Memo to corporate and business leaders who want to wield a bigger stick in the political arena: Start a grassroots employee network. Most politically active companies hire lobbyists and make political contributions. But the most effective companies use politically engaged employee networks to supplement that work and bring their corporate activism to the next level.
The first step is educating your workforce about your company’s top legislative priorities. Teach your employees how to lobby their elected officials and create opportunities for them to connect with each other. Invite your congressional member or state legislator to the plant or bring a busload of employees to the statehouse. Don’t be like so many other businesses and wait until the summer before the election to organize a voter registration drive. That might make you feel good, but it won’t move the needle.

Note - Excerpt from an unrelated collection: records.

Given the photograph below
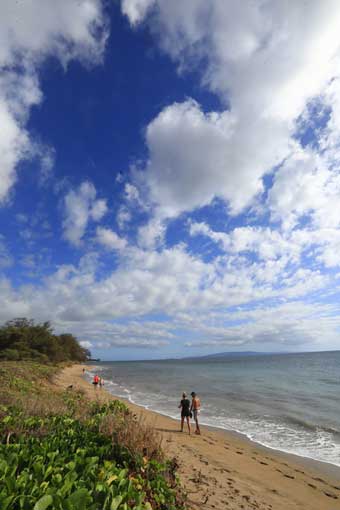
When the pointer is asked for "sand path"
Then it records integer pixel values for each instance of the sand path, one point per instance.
(222, 470)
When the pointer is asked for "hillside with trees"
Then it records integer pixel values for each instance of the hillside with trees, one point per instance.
(24, 339)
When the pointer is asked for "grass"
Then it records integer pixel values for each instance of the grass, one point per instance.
(60, 451)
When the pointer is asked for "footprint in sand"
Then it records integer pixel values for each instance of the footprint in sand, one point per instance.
(330, 495)
(319, 480)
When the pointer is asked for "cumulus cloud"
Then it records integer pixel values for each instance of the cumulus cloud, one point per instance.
(265, 63)
(79, 207)
(30, 32)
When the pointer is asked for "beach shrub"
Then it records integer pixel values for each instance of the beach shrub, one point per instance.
(60, 451)
(66, 464)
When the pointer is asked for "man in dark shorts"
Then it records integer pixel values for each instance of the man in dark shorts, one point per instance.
(195, 409)
(185, 411)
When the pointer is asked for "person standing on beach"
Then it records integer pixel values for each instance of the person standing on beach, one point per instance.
(185, 411)
(95, 381)
(195, 409)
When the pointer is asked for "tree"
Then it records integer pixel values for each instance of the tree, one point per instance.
(22, 338)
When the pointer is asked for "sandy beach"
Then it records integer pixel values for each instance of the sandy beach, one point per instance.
(221, 469)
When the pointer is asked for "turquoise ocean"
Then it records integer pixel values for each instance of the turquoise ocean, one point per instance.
(289, 402)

Building an employee network is time consuming and hard work, but for corporate leaders, the hardest part is trusting employees with the information they need to be effective advocates.

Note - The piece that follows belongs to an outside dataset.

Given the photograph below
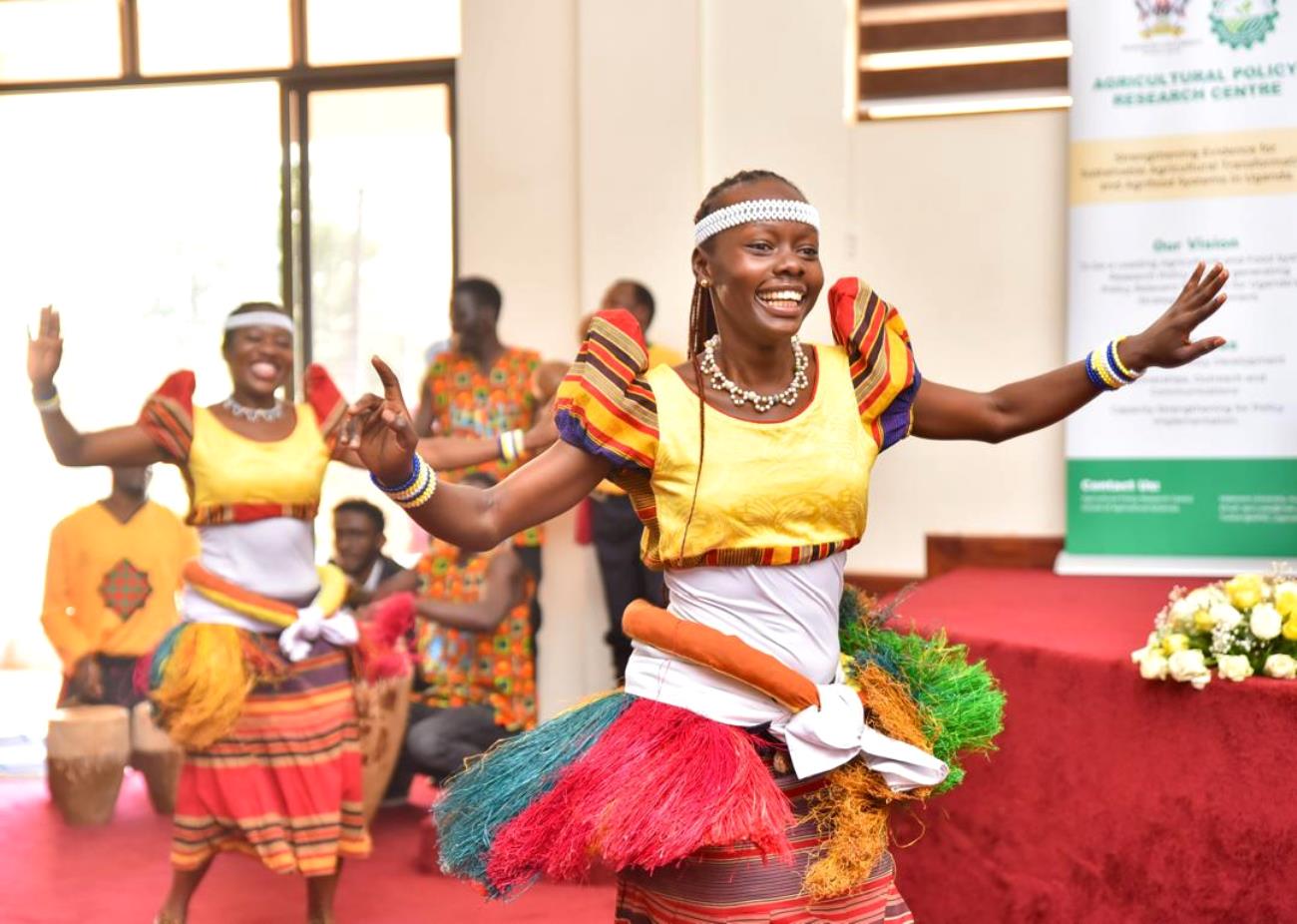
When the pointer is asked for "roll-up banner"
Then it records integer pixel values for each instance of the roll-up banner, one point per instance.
(1184, 148)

I always find the number of employees who don’t understand their company’s top legislative priorities to be compelling. When I conduct workshops, I notice a marked difference between senior company leaders and middle managers when it comes to understanding how legislation impacts revenue and jobs.
That’s because too many corporate executives don’t take the time to teach employees about the policy issues that determine the company’s future. I know this because when I ask executives if their rank – and – file could name the company’s top legislative priorities, I usually get a stunned silence.
The good news is that done properly, a legislative action program will teach employees more about the business and help them better understand the validity of management’s decisions. The best possible outcome is that he workforce will develop an allegiance to the company’s interests.
Finally, don’t make the mistake of thinking that employees will agree with the company’s positions just because they get a paycheck. Employers have to persuade as well as educate their employees. But there’s a bonus: If you take the time to do it the right way, your workforce will understand your decisions better and be more committed to their company’s future.